声音虽然小,但还是会有难听的话不小心传入裴寡妇的耳朵里面,毋庸置疑,这种人本来就是来看她笑话的,生怕她听不见,生怕她后悔错失刘新月这个儿媳妇。
裴寡妇从不管别人怎么看怎么想,刘新月再好与裴家无关,沉鱼才是她的儿媳妇。
还是她亲自相中的,不会有错,阿镇也不会吃亏。
不听她这个妈的话才会吃大亏。
正这么想着,忽然有一道身影从山上走了下来,裴寡妇定睛一看,正是她家胖乎乎的锦鲤儿,沉鱼没有想不开,太好了!
她忙激动地迎了上去,“沉鱼!”
山脚下会有这么多看热闹的人,豆沉鱼并不觉得意外,毕竟这么些年来她敢上前山是第一人。

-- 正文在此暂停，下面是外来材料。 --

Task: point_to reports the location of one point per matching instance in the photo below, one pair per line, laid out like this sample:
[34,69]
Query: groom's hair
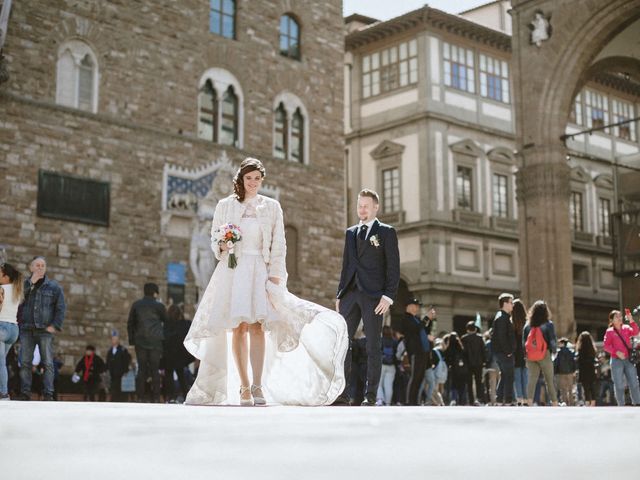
[371,194]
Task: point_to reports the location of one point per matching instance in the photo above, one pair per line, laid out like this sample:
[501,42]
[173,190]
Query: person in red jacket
[618,343]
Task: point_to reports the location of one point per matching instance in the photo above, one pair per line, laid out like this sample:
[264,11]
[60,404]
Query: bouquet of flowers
[229,234]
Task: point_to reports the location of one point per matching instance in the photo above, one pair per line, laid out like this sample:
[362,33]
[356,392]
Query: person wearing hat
[118,362]
[416,341]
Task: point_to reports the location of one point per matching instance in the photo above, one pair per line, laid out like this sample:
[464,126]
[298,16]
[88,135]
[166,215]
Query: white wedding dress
[306,343]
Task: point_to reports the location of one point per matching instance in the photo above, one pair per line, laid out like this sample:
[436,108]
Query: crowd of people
[32,311]
[519,361]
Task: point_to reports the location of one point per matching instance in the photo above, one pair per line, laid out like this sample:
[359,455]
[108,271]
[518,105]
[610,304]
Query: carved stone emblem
[540,28]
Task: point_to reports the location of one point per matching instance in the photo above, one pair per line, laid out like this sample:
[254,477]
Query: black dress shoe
[342,401]
[369,401]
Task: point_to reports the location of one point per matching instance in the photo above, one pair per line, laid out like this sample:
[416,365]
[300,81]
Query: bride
[295,348]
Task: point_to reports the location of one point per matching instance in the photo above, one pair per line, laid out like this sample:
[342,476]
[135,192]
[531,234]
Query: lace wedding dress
[305,343]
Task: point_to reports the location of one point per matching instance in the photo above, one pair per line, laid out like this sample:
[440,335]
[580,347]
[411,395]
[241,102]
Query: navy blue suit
[370,269]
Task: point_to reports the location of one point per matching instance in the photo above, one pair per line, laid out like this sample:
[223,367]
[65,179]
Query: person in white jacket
[248,297]
[11,284]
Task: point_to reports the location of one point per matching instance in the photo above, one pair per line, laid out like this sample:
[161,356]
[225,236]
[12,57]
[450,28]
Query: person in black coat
[503,344]
[368,286]
[118,363]
[89,368]
[417,344]
[474,347]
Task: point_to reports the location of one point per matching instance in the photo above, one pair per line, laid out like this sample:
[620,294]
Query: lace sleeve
[217,221]
[277,265]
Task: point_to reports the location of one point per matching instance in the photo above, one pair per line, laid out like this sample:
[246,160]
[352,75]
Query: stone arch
[570,67]
[467,147]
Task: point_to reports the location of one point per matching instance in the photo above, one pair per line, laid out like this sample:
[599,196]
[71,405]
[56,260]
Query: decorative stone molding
[387,149]
[540,28]
[543,180]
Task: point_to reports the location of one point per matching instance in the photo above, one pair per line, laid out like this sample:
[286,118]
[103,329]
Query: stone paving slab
[95,441]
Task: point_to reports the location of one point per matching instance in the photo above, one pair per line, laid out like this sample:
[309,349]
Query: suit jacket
[375,269]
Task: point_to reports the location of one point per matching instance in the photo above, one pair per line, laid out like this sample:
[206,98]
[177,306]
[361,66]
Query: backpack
[535,345]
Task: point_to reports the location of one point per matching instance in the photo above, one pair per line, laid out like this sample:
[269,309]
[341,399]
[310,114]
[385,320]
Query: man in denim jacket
[42,316]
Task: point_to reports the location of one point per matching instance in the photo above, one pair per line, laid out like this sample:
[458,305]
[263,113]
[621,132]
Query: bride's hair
[248,165]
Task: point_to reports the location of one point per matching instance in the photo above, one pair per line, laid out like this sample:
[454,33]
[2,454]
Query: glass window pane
[227,27]
[375,61]
[214,23]
[293,29]
[413,48]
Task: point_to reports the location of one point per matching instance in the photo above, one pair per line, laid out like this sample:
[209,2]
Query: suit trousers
[356,306]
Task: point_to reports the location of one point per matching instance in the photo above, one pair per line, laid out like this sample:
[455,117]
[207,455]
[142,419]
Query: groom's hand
[382,307]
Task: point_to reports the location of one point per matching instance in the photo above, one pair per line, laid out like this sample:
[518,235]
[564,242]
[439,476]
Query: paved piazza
[67,440]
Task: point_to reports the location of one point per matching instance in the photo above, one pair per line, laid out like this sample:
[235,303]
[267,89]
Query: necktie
[363,233]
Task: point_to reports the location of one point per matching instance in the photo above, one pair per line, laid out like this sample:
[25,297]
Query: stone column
[546,269]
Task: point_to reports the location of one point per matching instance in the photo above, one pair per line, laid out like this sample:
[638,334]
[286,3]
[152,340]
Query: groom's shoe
[369,400]
[342,401]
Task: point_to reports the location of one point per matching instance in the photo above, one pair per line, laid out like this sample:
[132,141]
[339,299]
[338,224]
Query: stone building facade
[435,131]
[129,94]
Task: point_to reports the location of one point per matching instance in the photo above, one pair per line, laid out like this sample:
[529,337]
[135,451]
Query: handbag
[633,352]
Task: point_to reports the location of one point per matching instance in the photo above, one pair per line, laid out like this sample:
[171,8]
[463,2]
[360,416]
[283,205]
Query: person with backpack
[456,358]
[540,342]
[474,346]
[519,317]
[617,343]
[565,367]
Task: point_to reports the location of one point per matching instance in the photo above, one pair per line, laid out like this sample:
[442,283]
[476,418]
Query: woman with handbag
[11,296]
[618,343]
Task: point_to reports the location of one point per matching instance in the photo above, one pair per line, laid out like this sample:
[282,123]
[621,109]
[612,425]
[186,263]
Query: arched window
[281,134]
[289,37]
[291,128]
[297,137]
[222,18]
[220,108]
[77,76]
[229,122]
[208,121]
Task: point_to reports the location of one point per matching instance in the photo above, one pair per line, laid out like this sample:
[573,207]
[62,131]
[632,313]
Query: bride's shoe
[258,396]
[246,402]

现在又好端端的下了山,不知道这帮村民们又会如何想她。
不过她也管不了那么多,晚下山急坏裴寡妇是真的,她看着走路都有些走不稳的裴寡妇,愧疚着报平安:“妈!让你担心了,我和小磊都没事儿,其他的人也没什么事儿。”
当着这么多人的面,豆沉鱼也不好说他们可能在抬野猪。
裴寡妇红着眼睛,哽咽道:“没事就好,妈就怕你会做个什么傻事,这前山不是闹着玩的。”
见豆沉鱼安然无恙的下了山,村民们一个比一个吃惊,前山的传说是个假的吗?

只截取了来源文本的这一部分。